A similar issue applies to the discussion of Cooper and West 2018. Much as I would like to pretend that this paper could potentially cover all possibilities, group growth is not explicitly modelled here and so the distinction between reversible and irreversibly differentiated soma does not apply here (one can imagine that in this model there are no cooperative interactions as the group grows and that division of labour then may occur but only in the last generation of the group life cycle before spore dispersal much like for the Volvocales). If nonsterile helpers count as soma then this might be a different issue as sterile cells may be considered irreversible soma and nonsterile helpers as reversible soma, but then these nonsterile helpers can "seed" the next generation so I don't think they really qualify as soma per the author's definition? Having clearer definitions will help resolve these confusions.
Otherwise, I feel that the authors have sidestepped the potential impact of nonstatic traits in their model by saying in their response to reviewers that they have plans for a future paper on this. That is great and I am very much looking forward to what they find but this issue still needs to be discussed in this paper as many of their results here could be explained as arising directly from the assumption of static strategies as the group grows. I would suggest mentioning this at least once or twice as they go through the results (around lines 238242 would be good) and then a whole paragraph on this in the discussion is warranted (can also mention plans for future work on this here). For instance, the need for just a few somatic cells that provide large benefits seems to arise directly from the fact that germ cells can't modulate the number of soma cells they spawn once these become too numerous, or that they can't have a time based strategy that produces many soma earlier but fewer later as the group grows.

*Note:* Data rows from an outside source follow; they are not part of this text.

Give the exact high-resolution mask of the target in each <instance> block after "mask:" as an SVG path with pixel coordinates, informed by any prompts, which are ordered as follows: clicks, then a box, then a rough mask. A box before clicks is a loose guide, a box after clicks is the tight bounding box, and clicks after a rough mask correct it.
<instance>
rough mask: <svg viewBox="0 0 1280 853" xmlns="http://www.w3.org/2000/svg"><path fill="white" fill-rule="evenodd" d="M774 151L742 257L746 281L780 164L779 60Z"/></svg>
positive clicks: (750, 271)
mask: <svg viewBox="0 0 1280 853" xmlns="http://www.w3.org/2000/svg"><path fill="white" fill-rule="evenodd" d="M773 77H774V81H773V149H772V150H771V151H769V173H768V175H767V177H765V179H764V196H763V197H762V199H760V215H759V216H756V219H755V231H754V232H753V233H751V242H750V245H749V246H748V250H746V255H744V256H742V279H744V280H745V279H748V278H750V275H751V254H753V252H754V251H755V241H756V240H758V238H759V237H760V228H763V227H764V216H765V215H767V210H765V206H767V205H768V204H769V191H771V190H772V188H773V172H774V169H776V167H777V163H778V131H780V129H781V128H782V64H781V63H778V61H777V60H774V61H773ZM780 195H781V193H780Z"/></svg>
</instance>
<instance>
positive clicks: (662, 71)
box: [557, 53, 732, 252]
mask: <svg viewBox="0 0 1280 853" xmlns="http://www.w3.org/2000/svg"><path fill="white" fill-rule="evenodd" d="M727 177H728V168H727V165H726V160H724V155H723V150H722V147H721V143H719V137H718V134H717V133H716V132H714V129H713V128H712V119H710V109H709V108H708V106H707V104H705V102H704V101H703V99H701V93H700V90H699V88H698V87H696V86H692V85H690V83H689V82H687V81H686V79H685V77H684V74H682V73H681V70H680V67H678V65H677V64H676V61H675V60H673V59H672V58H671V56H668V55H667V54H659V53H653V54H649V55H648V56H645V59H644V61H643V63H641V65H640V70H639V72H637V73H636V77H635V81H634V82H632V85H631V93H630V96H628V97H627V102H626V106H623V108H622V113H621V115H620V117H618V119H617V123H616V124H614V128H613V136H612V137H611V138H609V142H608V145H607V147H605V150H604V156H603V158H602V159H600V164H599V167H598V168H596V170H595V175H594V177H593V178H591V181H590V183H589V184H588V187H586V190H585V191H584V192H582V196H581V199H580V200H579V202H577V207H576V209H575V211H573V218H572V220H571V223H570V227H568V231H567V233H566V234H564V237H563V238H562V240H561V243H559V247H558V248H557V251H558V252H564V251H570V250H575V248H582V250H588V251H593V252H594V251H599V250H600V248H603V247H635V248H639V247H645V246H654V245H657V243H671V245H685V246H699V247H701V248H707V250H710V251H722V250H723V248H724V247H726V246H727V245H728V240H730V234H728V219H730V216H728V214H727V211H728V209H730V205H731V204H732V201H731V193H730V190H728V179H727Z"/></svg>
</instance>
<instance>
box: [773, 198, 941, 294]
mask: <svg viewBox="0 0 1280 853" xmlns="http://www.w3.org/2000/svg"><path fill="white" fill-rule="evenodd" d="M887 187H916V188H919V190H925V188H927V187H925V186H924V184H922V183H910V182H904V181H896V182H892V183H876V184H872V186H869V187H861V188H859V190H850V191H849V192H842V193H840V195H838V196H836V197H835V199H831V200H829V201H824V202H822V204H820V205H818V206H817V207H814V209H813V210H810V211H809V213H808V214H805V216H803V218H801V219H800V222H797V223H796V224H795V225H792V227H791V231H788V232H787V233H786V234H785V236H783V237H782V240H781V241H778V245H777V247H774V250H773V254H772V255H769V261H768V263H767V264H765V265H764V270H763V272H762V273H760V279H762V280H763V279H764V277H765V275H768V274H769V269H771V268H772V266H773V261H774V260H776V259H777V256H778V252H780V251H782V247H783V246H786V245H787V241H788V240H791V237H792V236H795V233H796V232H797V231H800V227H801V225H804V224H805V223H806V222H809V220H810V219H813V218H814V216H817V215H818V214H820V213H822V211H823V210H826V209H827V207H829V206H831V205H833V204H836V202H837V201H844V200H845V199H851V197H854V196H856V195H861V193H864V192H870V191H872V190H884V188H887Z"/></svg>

I think the results they have found in the asynchronous model is really good but needs more explanation/discussion of why ISD can't seem to work here. They have modelled a time to replication cost as arising from the different differentiation costs. I find it strange in that case that RSD is not the worst affected strategy as the authors have established that this is the strategy with the most differentiation. I otherwise would have thought that having soma cells that divert their energy to vegetative functions as the slower replicator might have been a natural way to introduce asynchrony.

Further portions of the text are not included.